Splunk Enterprise

Dataset best practices

RdomSplunkUser7
Explorer

Hello!

I maintain Splunk reports. Some of the Pivot reports are based on a Dataset that is generated based on a simple search. Duplicate values ​​have not been taken into account in the generation.

Due to an error, there were two data sources for a few weeks. This resulted in identical duplicate rows in the dataset.

In the future, duplicate rows can be removed from the dataset with a simple dedup. However, are there any best practices to fix this?

0 Karma
1 Solution

isoutamo
SplunkTrust
SplunkTrust
Of course you can add dedup on those queries but this will kill your performance!
And it depends how this duplication has happened and how you could identified those events? That just depends on how that has happened, can you e.g. dedup _raw or just set of different fields or did it needs some calculations/modifications (e.g. times) too?

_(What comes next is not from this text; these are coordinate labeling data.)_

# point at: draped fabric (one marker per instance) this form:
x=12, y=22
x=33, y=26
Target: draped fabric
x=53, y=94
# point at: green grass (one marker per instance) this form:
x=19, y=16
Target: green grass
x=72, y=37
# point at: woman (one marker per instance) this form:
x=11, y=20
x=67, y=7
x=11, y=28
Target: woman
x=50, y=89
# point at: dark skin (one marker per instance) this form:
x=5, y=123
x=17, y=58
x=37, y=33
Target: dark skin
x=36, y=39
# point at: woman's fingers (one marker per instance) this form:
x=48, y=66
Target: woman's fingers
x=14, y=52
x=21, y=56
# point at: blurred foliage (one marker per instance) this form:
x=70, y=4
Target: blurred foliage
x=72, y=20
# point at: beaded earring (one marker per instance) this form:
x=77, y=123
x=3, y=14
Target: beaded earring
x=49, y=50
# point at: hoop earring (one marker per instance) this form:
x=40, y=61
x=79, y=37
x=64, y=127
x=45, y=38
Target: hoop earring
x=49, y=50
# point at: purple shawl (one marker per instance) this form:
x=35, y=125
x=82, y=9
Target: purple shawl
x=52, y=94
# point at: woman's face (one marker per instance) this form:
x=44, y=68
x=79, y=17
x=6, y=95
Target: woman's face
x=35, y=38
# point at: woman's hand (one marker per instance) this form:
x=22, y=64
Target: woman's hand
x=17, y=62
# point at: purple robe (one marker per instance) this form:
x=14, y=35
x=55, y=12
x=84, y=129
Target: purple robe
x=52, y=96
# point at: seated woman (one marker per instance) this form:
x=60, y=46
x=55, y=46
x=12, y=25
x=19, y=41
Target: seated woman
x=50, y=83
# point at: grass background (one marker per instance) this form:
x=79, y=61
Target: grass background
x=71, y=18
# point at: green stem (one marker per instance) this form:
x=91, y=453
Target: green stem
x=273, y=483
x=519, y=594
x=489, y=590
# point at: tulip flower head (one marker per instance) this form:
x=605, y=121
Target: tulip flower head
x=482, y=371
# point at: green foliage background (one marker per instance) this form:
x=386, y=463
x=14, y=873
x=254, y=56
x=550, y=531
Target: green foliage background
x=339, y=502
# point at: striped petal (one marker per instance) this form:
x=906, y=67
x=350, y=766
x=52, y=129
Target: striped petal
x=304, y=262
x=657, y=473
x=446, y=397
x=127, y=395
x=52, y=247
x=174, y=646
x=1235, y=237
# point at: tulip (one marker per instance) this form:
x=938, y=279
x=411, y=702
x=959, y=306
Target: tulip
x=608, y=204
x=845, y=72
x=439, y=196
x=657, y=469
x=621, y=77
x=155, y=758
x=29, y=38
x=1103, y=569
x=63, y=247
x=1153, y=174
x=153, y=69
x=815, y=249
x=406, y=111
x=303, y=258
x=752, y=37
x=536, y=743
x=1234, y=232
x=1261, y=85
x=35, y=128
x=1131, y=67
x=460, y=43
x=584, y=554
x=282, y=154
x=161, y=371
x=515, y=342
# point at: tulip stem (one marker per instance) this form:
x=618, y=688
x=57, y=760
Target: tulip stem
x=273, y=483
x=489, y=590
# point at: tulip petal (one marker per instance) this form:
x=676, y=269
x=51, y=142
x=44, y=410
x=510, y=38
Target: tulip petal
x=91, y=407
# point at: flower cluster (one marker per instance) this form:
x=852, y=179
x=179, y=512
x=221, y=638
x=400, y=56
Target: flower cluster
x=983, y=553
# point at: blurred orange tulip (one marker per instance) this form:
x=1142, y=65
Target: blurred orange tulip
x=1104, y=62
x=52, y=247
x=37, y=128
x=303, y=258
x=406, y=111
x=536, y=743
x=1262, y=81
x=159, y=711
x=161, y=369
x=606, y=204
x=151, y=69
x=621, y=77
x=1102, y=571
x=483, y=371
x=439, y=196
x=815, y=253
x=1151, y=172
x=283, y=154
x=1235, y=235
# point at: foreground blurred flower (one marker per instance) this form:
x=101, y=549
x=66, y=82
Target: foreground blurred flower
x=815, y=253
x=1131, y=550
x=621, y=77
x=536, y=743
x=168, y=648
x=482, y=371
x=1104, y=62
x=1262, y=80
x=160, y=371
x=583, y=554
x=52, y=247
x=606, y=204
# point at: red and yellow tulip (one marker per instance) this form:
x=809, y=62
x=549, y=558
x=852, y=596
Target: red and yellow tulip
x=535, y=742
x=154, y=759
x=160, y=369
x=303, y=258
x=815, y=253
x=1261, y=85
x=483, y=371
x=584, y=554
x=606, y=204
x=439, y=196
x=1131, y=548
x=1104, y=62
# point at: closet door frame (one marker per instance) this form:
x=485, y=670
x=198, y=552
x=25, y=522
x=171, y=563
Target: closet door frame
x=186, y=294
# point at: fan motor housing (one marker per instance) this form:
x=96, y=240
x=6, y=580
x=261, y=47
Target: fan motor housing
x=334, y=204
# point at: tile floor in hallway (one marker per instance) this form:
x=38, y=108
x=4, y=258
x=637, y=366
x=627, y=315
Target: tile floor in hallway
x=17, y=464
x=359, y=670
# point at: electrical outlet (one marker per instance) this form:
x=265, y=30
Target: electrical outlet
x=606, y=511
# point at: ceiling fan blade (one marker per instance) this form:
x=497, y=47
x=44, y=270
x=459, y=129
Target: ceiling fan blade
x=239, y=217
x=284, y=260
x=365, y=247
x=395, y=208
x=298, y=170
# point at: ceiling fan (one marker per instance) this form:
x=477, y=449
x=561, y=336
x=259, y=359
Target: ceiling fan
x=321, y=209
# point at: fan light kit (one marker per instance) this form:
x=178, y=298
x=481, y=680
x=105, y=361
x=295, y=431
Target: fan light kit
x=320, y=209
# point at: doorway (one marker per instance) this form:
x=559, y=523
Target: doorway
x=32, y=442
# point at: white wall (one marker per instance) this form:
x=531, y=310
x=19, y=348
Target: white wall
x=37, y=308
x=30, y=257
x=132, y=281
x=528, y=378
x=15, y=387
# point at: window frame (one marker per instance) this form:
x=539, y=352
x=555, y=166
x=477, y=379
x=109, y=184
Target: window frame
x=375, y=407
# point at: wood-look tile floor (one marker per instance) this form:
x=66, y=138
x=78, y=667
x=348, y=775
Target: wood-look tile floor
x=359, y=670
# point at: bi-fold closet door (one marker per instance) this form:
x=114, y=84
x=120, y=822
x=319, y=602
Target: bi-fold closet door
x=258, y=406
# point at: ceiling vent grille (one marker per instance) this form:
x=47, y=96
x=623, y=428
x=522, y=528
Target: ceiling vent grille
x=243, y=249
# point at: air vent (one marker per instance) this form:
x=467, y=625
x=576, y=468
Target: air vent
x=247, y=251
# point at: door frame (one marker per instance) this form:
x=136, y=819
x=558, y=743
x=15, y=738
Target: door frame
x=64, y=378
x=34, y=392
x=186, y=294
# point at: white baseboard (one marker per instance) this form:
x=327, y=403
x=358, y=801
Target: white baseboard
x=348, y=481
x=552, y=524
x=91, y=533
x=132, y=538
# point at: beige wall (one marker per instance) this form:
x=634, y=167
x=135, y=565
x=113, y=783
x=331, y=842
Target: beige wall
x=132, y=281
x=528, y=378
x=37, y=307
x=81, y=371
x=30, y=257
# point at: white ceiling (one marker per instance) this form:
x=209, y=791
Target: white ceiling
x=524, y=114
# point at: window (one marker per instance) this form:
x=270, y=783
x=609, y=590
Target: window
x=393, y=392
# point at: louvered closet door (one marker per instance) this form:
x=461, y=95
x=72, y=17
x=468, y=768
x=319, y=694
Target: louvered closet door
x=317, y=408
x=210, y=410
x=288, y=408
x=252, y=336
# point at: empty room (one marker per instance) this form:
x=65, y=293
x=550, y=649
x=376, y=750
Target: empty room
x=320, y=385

View solution in original post

RdomSplunkUser7
Explorer

Maybe I can make a new data set which is the original data set minus duplicate identical log lines. Are there any tutorials for this? I am newbie super user for just for some reports. I hate this role.

0 Karma

isoutamo
SplunkTrust
SplunkTrust
How big and complex your dataset is and how much its content is changing? And how long time span it covers?

RdomSplunkUser7
Explorer

I dont like the idea you can not add dedup with pipelines in the simple base search of dataset. 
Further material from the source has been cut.